The Supreme Court jury heard it was not until July 27, 2005, that Mr Klamo and partner Shayla woke to their son struggling to breathe and called for help.
Izaiah died of a brain injury at Sunshine Hospital. An autopsy revealed the fatal brain bleed was accompanied by a haemorrhage that was "a couple of weeks" old.
A medical expert ruled out spontaneous re-bleeding as the cause of Izaiah`s death and said he did not have injuries normally associated with being shaken, making it only a possibility.
Prosecutors told the jury Mr Klamo was a man not coping with being a first-time father and had shaken his son violently for a second time just before his death.
Mr Klamo was allowed after the verdict to spend the weekend with his wife Shayla and then 12-week-old daughter Aleeyah before he went into custody on April 23 last year.
He was later sentenced to five years` jail with a minimum of two, the judge noting the courts must protect the sanctity of human life.
But Court of Appeal President Chris Maxwell and Justices Frank Vincent and Marcia Neave said there was not enough evidence for the jury to find Mr Klamo guilty beyond reasonable doubt.

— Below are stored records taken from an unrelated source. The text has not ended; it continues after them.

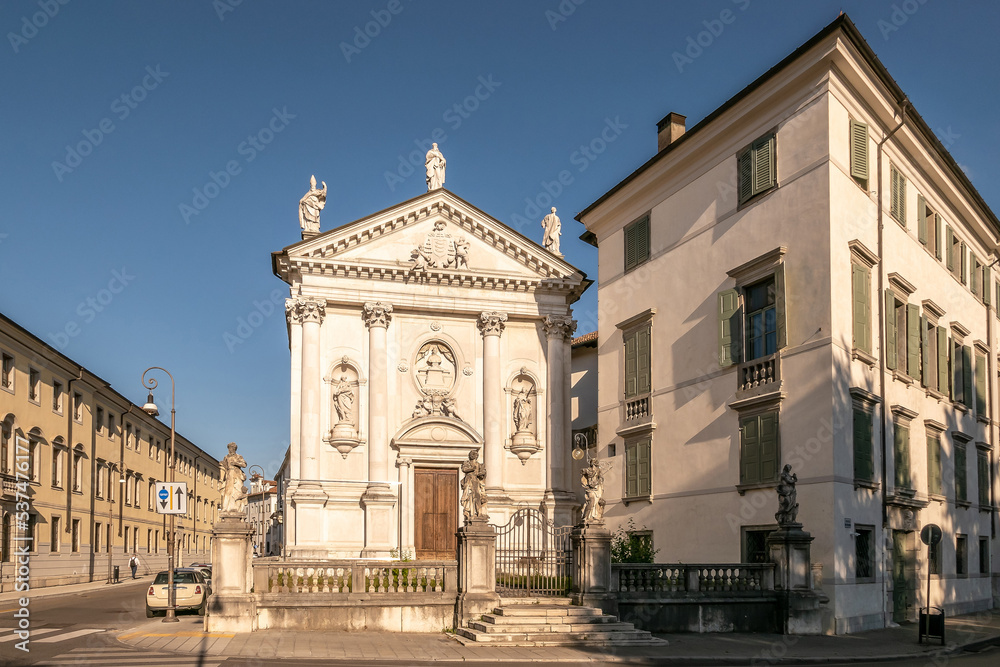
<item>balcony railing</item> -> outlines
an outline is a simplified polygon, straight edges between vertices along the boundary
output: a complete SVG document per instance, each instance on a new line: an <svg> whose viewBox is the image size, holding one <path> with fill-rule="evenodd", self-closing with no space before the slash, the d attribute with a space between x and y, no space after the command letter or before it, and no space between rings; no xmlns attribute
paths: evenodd
<svg viewBox="0 0 1000 667"><path fill-rule="evenodd" d="M774 591L773 563L615 563L611 574L612 590L621 598L764 596Z"/></svg>
<svg viewBox="0 0 1000 667"><path fill-rule="evenodd" d="M451 561L254 561L258 593L454 592L458 565Z"/></svg>
<svg viewBox="0 0 1000 667"><path fill-rule="evenodd" d="M625 421L630 422L649 416L649 394L625 400Z"/></svg>
<svg viewBox="0 0 1000 667"><path fill-rule="evenodd" d="M781 382L781 359L777 352L766 357L744 361L739 365L737 389L742 392L777 389Z"/></svg>

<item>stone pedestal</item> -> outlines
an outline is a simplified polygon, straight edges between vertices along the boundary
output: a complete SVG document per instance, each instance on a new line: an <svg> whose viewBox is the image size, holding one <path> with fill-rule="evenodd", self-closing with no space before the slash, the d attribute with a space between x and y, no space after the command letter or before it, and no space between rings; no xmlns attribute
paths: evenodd
<svg viewBox="0 0 1000 667"><path fill-rule="evenodd" d="M295 543L289 545L290 558L327 558L323 544L323 511L328 498L322 489L299 486L291 494L295 521Z"/></svg>
<svg viewBox="0 0 1000 667"><path fill-rule="evenodd" d="M212 596L205 615L207 632L252 632L257 605L250 594L250 539L242 514L222 514L212 529Z"/></svg>
<svg viewBox="0 0 1000 667"><path fill-rule="evenodd" d="M369 484L361 507L365 510L365 547L362 558L392 557L396 534L396 494L388 484Z"/></svg>
<svg viewBox="0 0 1000 667"><path fill-rule="evenodd" d="M458 530L458 603L455 627L493 611L500 604L496 592L497 536L485 519Z"/></svg>
<svg viewBox="0 0 1000 667"><path fill-rule="evenodd" d="M611 592L611 531L604 522L582 523L570 533L573 543L573 604L618 614Z"/></svg>
<svg viewBox="0 0 1000 667"><path fill-rule="evenodd" d="M781 526L767 538L771 562L776 566L774 590L786 635L823 633L821 596L813 589L812 541L813 536L802 530L800 523Z"/></svg>

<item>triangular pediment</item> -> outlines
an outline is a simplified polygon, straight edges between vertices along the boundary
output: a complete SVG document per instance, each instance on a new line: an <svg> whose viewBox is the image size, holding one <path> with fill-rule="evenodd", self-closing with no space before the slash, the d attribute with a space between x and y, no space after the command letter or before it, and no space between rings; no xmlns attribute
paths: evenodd
<svg viewBox="0 0 1000 667"><path fill-rule="evenodd" d="M477 286L547 283L580 291L589 284L562 257L443 188L303 240L274 257L276 272L286 280L296 270Z"/></svg>

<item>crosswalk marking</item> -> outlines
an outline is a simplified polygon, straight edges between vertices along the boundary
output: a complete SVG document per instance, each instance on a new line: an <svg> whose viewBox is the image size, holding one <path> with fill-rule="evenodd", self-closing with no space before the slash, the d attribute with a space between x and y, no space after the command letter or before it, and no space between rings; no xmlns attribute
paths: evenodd
<svg viewBox="0 0 1000 667"><path fill-rule="evenodd" d="M66 628L39 628L38 630L29 630L31 634L28 635L28 639L30 639L31 641L35 641L35 637L37 637L38 635L45 635L50 632L58 632L59 630L65 630L65 629ZM0 630L0 632L4 634L3 637L0 637L0 643L12 642L15 639L18 641L23 641L20 637L14 634L15 630L17 630L17 628L3 628L2 630Z"/></svg>
<svg viewBox="0 0 1000 667"><path fill-rule="evenodd" d="M51 637L46 637L45 639L39 639L40 644L49 644L52 642L61 642L67 639L73 639L74 637L82 637L83 635L91 635L95 632L104 632L101 628L84 628L83 630L77 630L76 632L67 632L64 635L55 635Z"/></svg>
<svg viewBox="0 0 1000 667"><path fill-rule="evenodd" d="M194 655L177 655L158 651L141 651L133 648L109 646L107 648L79 648L37 663L37 667L70 667L80 665L125 665L132 667L221 667L224 658L205 659Z"/></svg>

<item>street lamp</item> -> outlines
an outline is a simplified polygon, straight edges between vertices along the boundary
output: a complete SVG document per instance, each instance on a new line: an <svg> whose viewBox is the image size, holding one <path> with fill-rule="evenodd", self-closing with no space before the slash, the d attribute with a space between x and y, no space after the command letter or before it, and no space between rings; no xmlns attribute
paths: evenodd
<svg viewBox="0 0 1000 667"><path fill-rule="evenodd" d="M150 366L142 372L142 386L149 390L149 396L146 398L146 404L142 406L142 411L145 412L150 417L157 417L160 411L156 408L156 403L153 402L153 390L156 389L156 378L149 378L146 380L146 373L152 370L163 371L170 378L170 483L174 482L174 473L176 471L177 462L174 459L174 418L176 416L176 410L174 409L174 376L170 374L166 368L161 368L160 366ZM174 516L170 515L170 538L167 542L167 613L163 617L164 623L177 623L177 592L174 590Z"/></svg>
<svg viewBox="0 0 1000 667"><path fill-rule="evenodd" d="M260 488L261 488L261 492L262 492L262 495L261 495L260 499L261 499L262 503L264 501L264 496L263 496L263 490L264 490L264 469L262 467L260 467L259 465L256 465L256 464L250 466L249 468L247 468L247 472L250 473L250 497L247 498L247 522L251 526L254 527L254 530L253 530L253 553L256 556L257 555L257 546L260 544L260 537L259 537L258 533L261 532L260 530L258 530L258 526L263 522L264 513L263 513L262 510L258 510L257 511L257 521L254 522L254 521L250 520L250 505L251 505L251 499L253 498L253 494L254 494L254 490L253 490L253 480L254 480L253 469L254 468L256 468L257 470L260 471L259 473L257 473L257 476L260 478Z"/></svg>

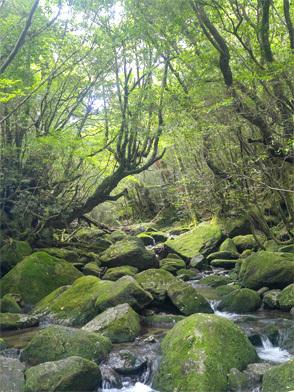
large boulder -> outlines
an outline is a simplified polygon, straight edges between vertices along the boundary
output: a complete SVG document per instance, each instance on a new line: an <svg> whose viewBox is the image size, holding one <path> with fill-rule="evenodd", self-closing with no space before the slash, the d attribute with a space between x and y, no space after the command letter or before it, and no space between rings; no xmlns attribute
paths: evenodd
<svg viewBox="0 0 294 392"><path fill-rule="evenodd" d="M185 316L192 313L213 313L209 302L196 289L179 279L168 286L167 295Z"/></svg>
<svg viewBox="0 0 294 392"><path fill-rule="evenodd" d="M258 236L257 239L263 243L264 238L261 236ZM256 250L258 248L258 243L256 242L253 234L247 234L247 235L238 235L233 238L233 242L237 247L237 250L239 252L243 252L246 249L253 249Z"/></svg>
<svg viewBox="0 0 294 392"><path fill-rule="evenodd" d="M3 294L19 294L26 304L36 304L57 287L73 283L82 274L70 263L45 252L25 257L0 281Z"/></svg>
<svg viewBox="0 0 294 392"><path fill-rule="evenodd" d="M294 307L294 283L285 287L278 295L279 307L283 310L291 310Z"/></svg>
<svg viewBox="0 0 294 392"><path fill-rule="evenodd" d="M218 246L222 237L220 226L212 220L200 223L189 233L169 239L165 246L184 258L199 254L207 256Z"/></svg>
<svg viewBox="0 0 294 392"><path fill-rule="evenodd" d="M101 386L99 367L78 356L41 363L25 375L25 392L94 392Z"/></svg>
<svg viewBox="0 0 294 392"><path fill-rule="evenodd" d="M112 287L95 276L82 276L69 288L58 288L34 308L35 314L48 315L58 324L81 326L95 317L96 299Z"/></svg>
<svg viewBox="0 0 294 392"><path fill-rule="evenodd" d="M103 275L103 279L105 280L118 280L123 276L135 276L138 272L138 268L132 267L130 265L124 265L122 267L114 267L108 268L105 274Z"/></svg>
<svg viewBox="0 0 294 392"><path fill-rule="evenodd" d="M179 321L161 348L153 382L160 392L225 392L231 368L242 370L257 361L242 330L216 315L195 314Z"/></svg>
<svg viewBox="0 0 294 392"><path fill-rule="evenodd" d="M0 356L0 392L23 392L24 369L18 359Z"/></svg>
<svg viewBox="0 0 294 392"><path fill-rule="evenodd" d="M102 253L100 259L105 267L130 265L142 271L158 266L155 254L146 250L139 238L117 241Z"/></svg>
<svg viewBox="0 0 294 392"><path fill-rule="evenodd" d="M95 302L97 313L113 306L127 303L134 309L143 309L153 297L131 276L124 276L116 282L103 281L105 286Z"/></svg>
<svg viewBox="0 0 294 392"><path fill-rule="evenodd" d="M213 259L210 262L212 267L233 269L240 264L240 260L228 260L228 259Z"/></svg>
<svg viewBox="0 0 294 392"><path fill-rule="evenodd" d="M25 256L32 253L30 244L26 241L11 240L0 249L0 276L5 275Z"/></svg>
<svg viewBox="0 0 294 392"><path fill-rule="evenodd" d="M38 317L29 314L0 313L0 330L2 331L35 327L38 324Z"/></svg>
<svg viewBox="0 0 294 392"><path fill-rule="evenodd" d="M232 279L224 275L208 275L200 279L199 283L206 286L218 287L232 283Z"/></svg>
<svg viewBox="0 0 294 392"><path fill-rule="evenodd" d="M82 329L99 332L113 343L132 342L140 333L140 317L129 304L121 304L105 310Z"/></svg>
<svg viewBox="0 0 294 392"><path fill-rule="evenodd" d="M262 392L294 390L294 360L267 370L262 379Z"/></svg>
<svg viewBox="0 0 294 392"><path fill-rule="evenodd" d="M254 290L237 289L222 298L218 309L229 312L247 313L254 312L260 305L260 296Z"/></svg>
<svg viewBox="0 0 294 392"><path fill-rule="evenodd" d="M170 272L153 268L140 272L135 279L157 302L165 300L168 287L176 280Z"/></svg>
<svg viewBox="0 0 294 392"><path fill-rule="evenodd" d="M231 238L226 238L224 242L219 247L220 252L232 252L237 253L237 247L234 244L234 241Z"/></svg>
<svg viewBox="0 0 294 392"><path fill-rule="evenodd" d="M110 340L98 333L52 325L40 330L21 353L30 365L79 356L101 362L111 350Z"/></svg>
<svg viewBox="0 0 294 392"><path fill-rule="evenodd" d="M226 250L226 251L218 251L218 252L210 253L210 255L207 256L207 260L208 261L212 261L215 259L236 260L239 257L240 257L239 253L230 252L230 251Z"/></svg>
<svg viewBox="0 0 294 392"><path fill-rule="evenodd" d="M243 261L239 276L242 285L250 289L284 288L294 281L294 254L254 253Z"/></svg>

"The absence of evidence as to the cause of Izaiah`s death cannot be converted into an inference that the applicant must have caused it," Justice Neave said.
"There is neither clear evidence as to the cause of the baby`s death nor evidence that it was caused by an act of the applicant."
Mr Klamo last night said he always believed his conviction would be overturned.
"I was wrongly accused," he said after arriving at his parents` Melton home from Ararat prison in Victoria. "I`m happy that it`s all settled.
"I knew I was going to get out. I knew I was wrongly accused."
He said he was happy to be back with his wife and the daughter he has rarely seen.
His parents were overjoyed.
"I`m so happy. I`m very happy," his mother Olga said.
His father Imrich said: "It`s like someone has given him a new life."